La réussite face à la concurrence, ainsi que les promesses de l’univers de la consommation, seraient l’expression de la volonté de réussite individuelle. De l’autre côté, l’échec révèlerait les déficits personnels, et c’est sur ces déficits qu’on demande à ceux qui sont déjà perdus pour le système de travailler. S’ils ne le font pas bien, on les «aide» volontairement avec les moyens coercitifs de l’Etat social sous la bannière du slogan cynique des « droits et des devoirs». La caractéristique centrale du processus de crise capitaliste, c’est-à-dire le fait qu’une partie de plus en plus grande de la population devient superflue, peut ainsi disparaître derrière la façade de la responsabilité individuelle. Le fait que «ça» n’allait plus très bien, qu’il devenait difficile de s’en sortir, que les dettes s’accumulaient, tout cela relevait uniquement de la responsabilité des sujets individualisés. L’évacuation de la logique capitaliste de l’exclusion, à travers la projection sur l’individu, va de pair avec la création d’une société basée sur la volonté de la réussite et du mérite.
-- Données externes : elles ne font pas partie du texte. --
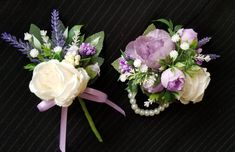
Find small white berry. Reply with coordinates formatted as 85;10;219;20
30;49;39;58
140;64;148;73
133;59;142;68
119;74;128;82
170;50;178;61
171;34;180;42
180;42;190;50
53;46;62;53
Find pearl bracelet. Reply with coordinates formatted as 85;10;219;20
127;90;169;116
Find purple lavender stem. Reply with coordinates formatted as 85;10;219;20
207;54;220;60
1;32;31;54
51;9;65;47
198;37;211;47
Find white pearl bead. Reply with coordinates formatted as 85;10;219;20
154;109;160;114
159;106;164;111
135;109;140;114
130;99;136;104
128;93;133;99
149;110;154;116
140;110;144;116
131;104;138;110
164;103;169;108
144;110;150;116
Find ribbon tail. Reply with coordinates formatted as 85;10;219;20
105;100;126;116
60;107;68;152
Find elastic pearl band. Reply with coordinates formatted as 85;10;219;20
127;90;169;116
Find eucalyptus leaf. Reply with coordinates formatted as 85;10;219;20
80;57;91;67
143;24;156;35
59;20;66;32
32;36;41;49
86;66;98;79
91;56;104;66
29;24;43;43
85;31;104;56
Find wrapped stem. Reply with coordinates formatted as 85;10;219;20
78;98;103;142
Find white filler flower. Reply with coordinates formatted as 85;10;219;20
171;34;180;42
30;49;39;58
170;50;178;61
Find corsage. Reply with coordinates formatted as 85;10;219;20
112;19;219;117
2;10;125;152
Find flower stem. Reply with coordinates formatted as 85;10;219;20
78;98;103;142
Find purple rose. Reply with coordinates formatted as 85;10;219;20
178;29;198;44
161;68;185;92
125;29;175;69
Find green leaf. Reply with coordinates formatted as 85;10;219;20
128;80;138;94
59;20;66;32
80;57;91;67
91;56;104;66
24;63;37;71
111;58;121;73
85;65;98;79
29;24;43;43
68;25;83;43
143;24;156;35
85;31;105;56
175;62;186;68
79;98;103;142
52;51;62;61
155;19;173;30
32;36;41;49
174;25;183;32
63;27;69;39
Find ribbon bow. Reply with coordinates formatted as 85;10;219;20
37;87;125;152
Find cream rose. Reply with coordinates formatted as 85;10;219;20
179;68;210;104
29;59;90;107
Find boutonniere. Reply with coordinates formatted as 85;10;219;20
112;19;219;116
2;9;125;152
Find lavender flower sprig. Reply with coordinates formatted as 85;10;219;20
1;32;32;54
51;9;65;47
198;37;211;47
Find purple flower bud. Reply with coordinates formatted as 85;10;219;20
119;57;132;73
79;43;96;56
161;68;185;92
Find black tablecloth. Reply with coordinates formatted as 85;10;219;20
0;0;235;151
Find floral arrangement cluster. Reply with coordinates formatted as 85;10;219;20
112;19;219;116
2;10;124;152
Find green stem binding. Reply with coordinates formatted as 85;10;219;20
78;97;103;142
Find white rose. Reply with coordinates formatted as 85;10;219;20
179;68;210;104
29;60;90;107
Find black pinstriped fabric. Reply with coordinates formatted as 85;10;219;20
0;0;235;151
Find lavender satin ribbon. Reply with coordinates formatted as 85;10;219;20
37;87;125;152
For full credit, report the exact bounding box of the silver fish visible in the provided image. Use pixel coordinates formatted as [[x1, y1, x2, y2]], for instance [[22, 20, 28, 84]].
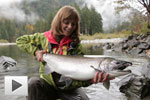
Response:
[[43, 54, 132, 89]]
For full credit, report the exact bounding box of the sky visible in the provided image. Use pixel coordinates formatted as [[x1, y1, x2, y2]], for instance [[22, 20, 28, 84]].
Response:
[[0, 0, 144, 30], [84, 0, 146, 31], [0, 0, 21, 6], [84, 0, 131, 30], [0, 0, 38, 23]]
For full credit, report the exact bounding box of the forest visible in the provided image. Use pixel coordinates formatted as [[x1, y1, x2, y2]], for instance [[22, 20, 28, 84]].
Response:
[[0, 0, 149, 42], [0, 0, 103, 42]]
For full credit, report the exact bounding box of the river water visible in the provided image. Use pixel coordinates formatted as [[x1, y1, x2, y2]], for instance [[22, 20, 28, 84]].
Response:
[[0, 44, 150, 100]]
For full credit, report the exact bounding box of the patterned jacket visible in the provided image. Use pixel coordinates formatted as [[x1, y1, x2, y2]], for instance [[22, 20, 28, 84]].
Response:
[[16, 30, 92, 90]]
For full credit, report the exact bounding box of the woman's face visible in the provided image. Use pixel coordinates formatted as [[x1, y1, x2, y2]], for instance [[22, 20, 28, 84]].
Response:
[[61, 18, 77, 36]]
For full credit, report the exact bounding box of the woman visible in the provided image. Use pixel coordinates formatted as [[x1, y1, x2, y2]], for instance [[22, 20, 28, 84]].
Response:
[[16, 5, 111, 100]]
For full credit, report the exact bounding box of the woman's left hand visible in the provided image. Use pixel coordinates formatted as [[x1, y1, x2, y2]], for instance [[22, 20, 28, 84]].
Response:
[[92, 72, 115, 83]]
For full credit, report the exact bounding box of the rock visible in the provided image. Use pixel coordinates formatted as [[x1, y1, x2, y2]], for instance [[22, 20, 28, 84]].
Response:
[[117, 63, 150, 100], [102, 43, 112, 49], [118, 74, 150, 100], [128, 47, 143, 55], [138, 42, 150, 49], [122, 43, 129, 50], [105, 33, 150, 58], [0, 56, 17, 71]]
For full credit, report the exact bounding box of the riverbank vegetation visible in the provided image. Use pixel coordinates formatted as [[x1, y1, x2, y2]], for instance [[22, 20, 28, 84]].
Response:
[[80, 30, 132, 40], [0, 39, 9, 43], [0, 0, 149, 43]]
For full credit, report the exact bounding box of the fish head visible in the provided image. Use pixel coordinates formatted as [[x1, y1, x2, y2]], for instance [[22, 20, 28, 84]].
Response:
[[100, 58, 132, 71]]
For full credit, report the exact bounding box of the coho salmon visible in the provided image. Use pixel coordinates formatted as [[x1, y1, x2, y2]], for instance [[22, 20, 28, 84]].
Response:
[[43, 54, 132, 89]]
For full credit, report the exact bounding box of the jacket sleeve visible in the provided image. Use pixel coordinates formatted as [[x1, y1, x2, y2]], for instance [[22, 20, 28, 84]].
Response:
[[16, 33, 47, 55]]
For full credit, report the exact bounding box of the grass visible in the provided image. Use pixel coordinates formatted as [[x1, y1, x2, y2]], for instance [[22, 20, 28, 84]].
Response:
[[0, 39, 9, 43], [79, 32, 131, 40]]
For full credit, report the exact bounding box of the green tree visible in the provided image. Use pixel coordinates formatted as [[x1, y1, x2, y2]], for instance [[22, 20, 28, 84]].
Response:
[[80, 5, 90, 34], [80, 5, 103, 35], [0, 19, 16, 42], [34, 18, 47, 33], [89, 6, 103, 35]]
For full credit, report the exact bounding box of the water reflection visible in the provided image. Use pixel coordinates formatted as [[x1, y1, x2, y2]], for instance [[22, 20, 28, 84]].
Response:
[[82, 44, 103, 55], [0, 45, 40, 100], [0, 45, 150, 100]]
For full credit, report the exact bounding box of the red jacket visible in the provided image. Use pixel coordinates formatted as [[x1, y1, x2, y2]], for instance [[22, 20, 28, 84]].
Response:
[[44, 30, 72, 55]]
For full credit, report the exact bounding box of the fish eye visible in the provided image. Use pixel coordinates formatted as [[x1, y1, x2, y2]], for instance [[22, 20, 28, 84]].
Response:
[[116, 61, 121, 64]]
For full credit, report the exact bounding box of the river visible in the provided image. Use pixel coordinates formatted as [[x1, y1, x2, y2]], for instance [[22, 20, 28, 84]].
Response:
[[0, 44, 150, 100]]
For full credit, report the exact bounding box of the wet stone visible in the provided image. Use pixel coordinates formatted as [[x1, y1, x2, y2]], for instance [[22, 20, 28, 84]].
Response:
[[103, 33, 150, 58], [0, 56, 17, 71]]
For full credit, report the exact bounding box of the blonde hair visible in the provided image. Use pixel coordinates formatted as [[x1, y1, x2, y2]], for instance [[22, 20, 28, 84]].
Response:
[[51, 5, 80, 42]]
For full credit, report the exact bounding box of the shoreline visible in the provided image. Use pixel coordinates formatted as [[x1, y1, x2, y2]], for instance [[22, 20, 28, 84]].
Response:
[[0, 38, 123, 45], [0, 43, 16, 45], [81, 38, 123, 44]]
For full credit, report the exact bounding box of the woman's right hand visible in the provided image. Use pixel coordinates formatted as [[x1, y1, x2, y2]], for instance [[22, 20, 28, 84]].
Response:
[[35, 50, 45, 62]]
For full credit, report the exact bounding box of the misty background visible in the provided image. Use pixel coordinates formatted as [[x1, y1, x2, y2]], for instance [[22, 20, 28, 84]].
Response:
[[0, 0, 39, 23], [0, 0, 132, 30], [0, 0, 147, 42]]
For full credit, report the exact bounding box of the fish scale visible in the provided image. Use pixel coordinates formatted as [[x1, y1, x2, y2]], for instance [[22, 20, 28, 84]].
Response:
[[43, 54, 132, 89], [43, 54, 132, 80]]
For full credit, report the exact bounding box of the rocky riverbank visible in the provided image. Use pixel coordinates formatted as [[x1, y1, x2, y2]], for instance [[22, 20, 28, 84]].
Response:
[[103, 33, 150, 58], [1, 33, 150, 58]]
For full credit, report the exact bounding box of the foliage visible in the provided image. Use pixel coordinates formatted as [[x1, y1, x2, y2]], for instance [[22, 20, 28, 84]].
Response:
[[114, 0, 150, 29], [80, 31, 131, 40], [21, 0, 81, 19], [1, 0, 149, 43], [0, 19, 16, 42], [109, 3, 146, 34], [114, 0, 132, 13], [0, 0, 103, 42], [0, 39, 9, 43], [141, 22, 150, 33], [80, 5, 103, 35]]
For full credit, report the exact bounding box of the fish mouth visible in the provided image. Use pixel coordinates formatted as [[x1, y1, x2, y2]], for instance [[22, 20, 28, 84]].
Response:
[[116, 61, 132, 70], [110, 69, 132, 77], [117, 69, 131, 73]]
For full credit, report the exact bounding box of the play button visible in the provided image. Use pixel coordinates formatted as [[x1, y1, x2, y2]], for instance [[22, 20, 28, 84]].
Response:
[[5, 76, 28, 96], [12, 80, 22, 91]]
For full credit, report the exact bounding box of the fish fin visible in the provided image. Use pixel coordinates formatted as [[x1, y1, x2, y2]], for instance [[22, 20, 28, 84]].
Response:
[[103, 81, 110, 90], [44, 64, 54, 74], [90, 65, 101, 72], [59, 75, 72, 87]]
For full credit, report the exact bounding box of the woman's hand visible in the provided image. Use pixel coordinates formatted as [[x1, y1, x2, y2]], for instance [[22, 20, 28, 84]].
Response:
[[35, 50, 45, 62], [92, 72, 115, 83]]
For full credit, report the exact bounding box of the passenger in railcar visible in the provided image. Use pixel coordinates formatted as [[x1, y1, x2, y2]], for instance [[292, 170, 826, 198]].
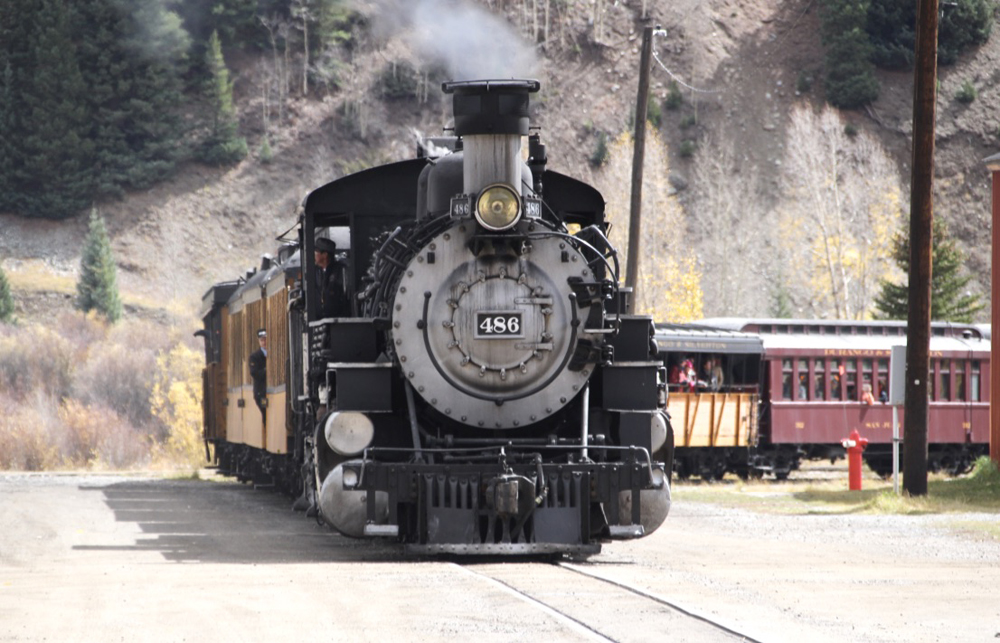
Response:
[[878, 381, 888, 404], [861, 383, 876, 405], [703, 357, 724, 391], [249, 329, 268, 422]]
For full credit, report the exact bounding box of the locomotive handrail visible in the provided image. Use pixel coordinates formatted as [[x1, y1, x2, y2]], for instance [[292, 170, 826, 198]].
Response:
[[526, 228, 620, 289]]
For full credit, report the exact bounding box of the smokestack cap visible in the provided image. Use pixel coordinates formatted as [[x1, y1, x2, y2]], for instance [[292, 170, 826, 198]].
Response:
[[442, 79, 540, 137]]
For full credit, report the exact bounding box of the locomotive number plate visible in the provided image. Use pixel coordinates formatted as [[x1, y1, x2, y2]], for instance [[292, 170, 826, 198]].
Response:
[[474, 311, 524, 339]]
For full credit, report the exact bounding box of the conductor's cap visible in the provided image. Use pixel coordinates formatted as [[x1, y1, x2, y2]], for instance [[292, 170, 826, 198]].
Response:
[[315, 237, 337, 254], [257, 329, 267, 338]]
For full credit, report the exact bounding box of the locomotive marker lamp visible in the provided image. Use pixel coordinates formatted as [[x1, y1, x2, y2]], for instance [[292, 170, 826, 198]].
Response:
[[475, 183, 521, 231]]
L’exclusion hors du système du travail et de la valorisation entraîne l’expulsion hors du «collectif du mérite». Si par contre on veut y rester intégré, cela demande une autodiscipline inconditionnelle ainsi qu’une soumission aux impératifs de la concurrence comme viennent d’en faire l’expérience les salariés de chez Cora qui doivent travailler le dimanche.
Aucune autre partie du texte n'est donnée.